We sought to evaluate outcomes following implementation of a remote monitoring program for postpartum individuals with a hypertensive disorder of pregnancy (HDP).

Study Design: We evaluated the impact of engagement in a remote hypertension management program in a cohort of postpartum individuals with a HDP delivering from 1/2018 - 6/2023 at a single institution. We compared postpartum readmission, office visit within 6 weeks, BP measurement within 10 days, and postpartum initiation of antihypertensive medication among those who participated to controls who did not participate. Program participation was at the discretion of the care provider and patient. We performed multivariate logistic regression and conditional regression in a propensity score matched cohort. Adjustment variables were included in propensity score modeling likelihood of program participation. Propensity scores were assessed for even distribution by group and ensuring standardized bias < 10% after matching.

Results: We included 14,382 eligible individuals (6501 participants, 7881 controls). Program participants were more likely to be white, commercially insured, reside in a more disadvantaged neighborhood, have a higher BMI, have preeclampsia, and have higher prenatal and inpatient postpartum BPs.

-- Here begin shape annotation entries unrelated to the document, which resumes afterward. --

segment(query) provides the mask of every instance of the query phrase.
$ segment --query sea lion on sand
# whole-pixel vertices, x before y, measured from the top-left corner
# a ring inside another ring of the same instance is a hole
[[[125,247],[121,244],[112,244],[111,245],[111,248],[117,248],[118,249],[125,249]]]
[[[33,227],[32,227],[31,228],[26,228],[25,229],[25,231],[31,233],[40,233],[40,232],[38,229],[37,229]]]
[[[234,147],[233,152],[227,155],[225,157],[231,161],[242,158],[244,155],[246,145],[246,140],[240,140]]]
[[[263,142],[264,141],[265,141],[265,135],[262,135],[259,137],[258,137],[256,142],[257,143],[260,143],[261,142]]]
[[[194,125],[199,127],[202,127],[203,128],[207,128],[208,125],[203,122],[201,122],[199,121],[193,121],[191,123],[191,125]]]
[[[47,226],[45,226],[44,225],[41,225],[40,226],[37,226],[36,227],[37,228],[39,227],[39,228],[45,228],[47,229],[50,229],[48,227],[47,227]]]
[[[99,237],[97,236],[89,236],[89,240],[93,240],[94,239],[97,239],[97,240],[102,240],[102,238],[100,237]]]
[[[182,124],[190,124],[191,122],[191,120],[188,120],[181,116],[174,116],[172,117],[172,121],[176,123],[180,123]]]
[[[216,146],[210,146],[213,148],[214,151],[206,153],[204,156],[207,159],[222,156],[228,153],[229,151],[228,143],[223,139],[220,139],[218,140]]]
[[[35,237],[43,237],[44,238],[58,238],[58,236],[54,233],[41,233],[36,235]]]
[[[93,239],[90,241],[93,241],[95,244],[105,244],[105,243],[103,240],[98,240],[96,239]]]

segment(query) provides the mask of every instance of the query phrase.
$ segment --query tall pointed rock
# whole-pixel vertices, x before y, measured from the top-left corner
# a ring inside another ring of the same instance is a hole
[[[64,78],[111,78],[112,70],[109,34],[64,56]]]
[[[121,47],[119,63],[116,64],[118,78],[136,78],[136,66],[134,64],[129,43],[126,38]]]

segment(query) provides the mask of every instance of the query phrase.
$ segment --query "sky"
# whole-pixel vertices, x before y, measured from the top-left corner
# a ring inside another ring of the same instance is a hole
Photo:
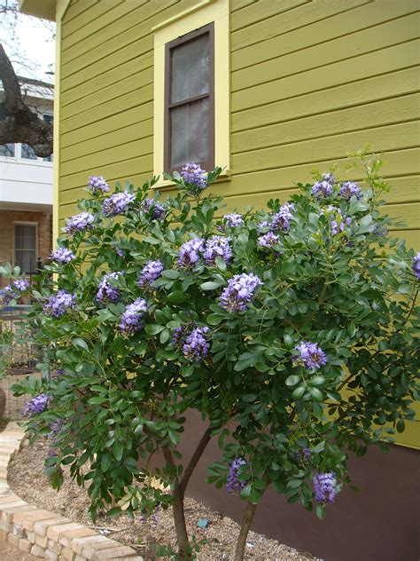
[[[0,1],[0,7],[6,0]],[[10,2],[8,3],[11,4]],[[25,14],[1,14],[0,41],[19,75],[54,82],[55,25]]]

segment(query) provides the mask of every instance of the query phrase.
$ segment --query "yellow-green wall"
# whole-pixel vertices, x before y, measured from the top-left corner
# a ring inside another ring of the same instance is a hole
[[[152,28],[197,4],[71,0],[60,34],[61,223],[89,175],[136,184],[152,174]],[[286,199],[313,168],[369,142],[386,153],[386,209],[418,249],[418,10],[417,0],[231,0],[231,176],[217,186],[229,209]]]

These factors were well-balanced after implementation of propensity score. Program participants had lower 6-week postpartum readmission rates, demonstrating 16 fewer readmissions for every 1000 individuals in the program [adjRD=-1.6 (-2.5, -0.80); aRR 0.77 (0.68, 0.88)]. For every 100 individuals in the program, 85 more had a BP recorded within 10 days [adjRD=85.9 (85.1, 86.8)] and 7 more were adherent with 6-week postpartum office visit [adjRD=7.9 (6.4, 9.5)]. Participants were 3-4 times more likely to initiate an antihypertensive medication postpartum [ajdRR=3.79 (3.42, 4.19)].

Conclusion: Participation in a postpartum remote BP monitoring program was associated with fewer postpartum hospital readmissions, higher attendance at postpartum visits, improved guideline adherence, and higher rates of antihypertensive use after implementation.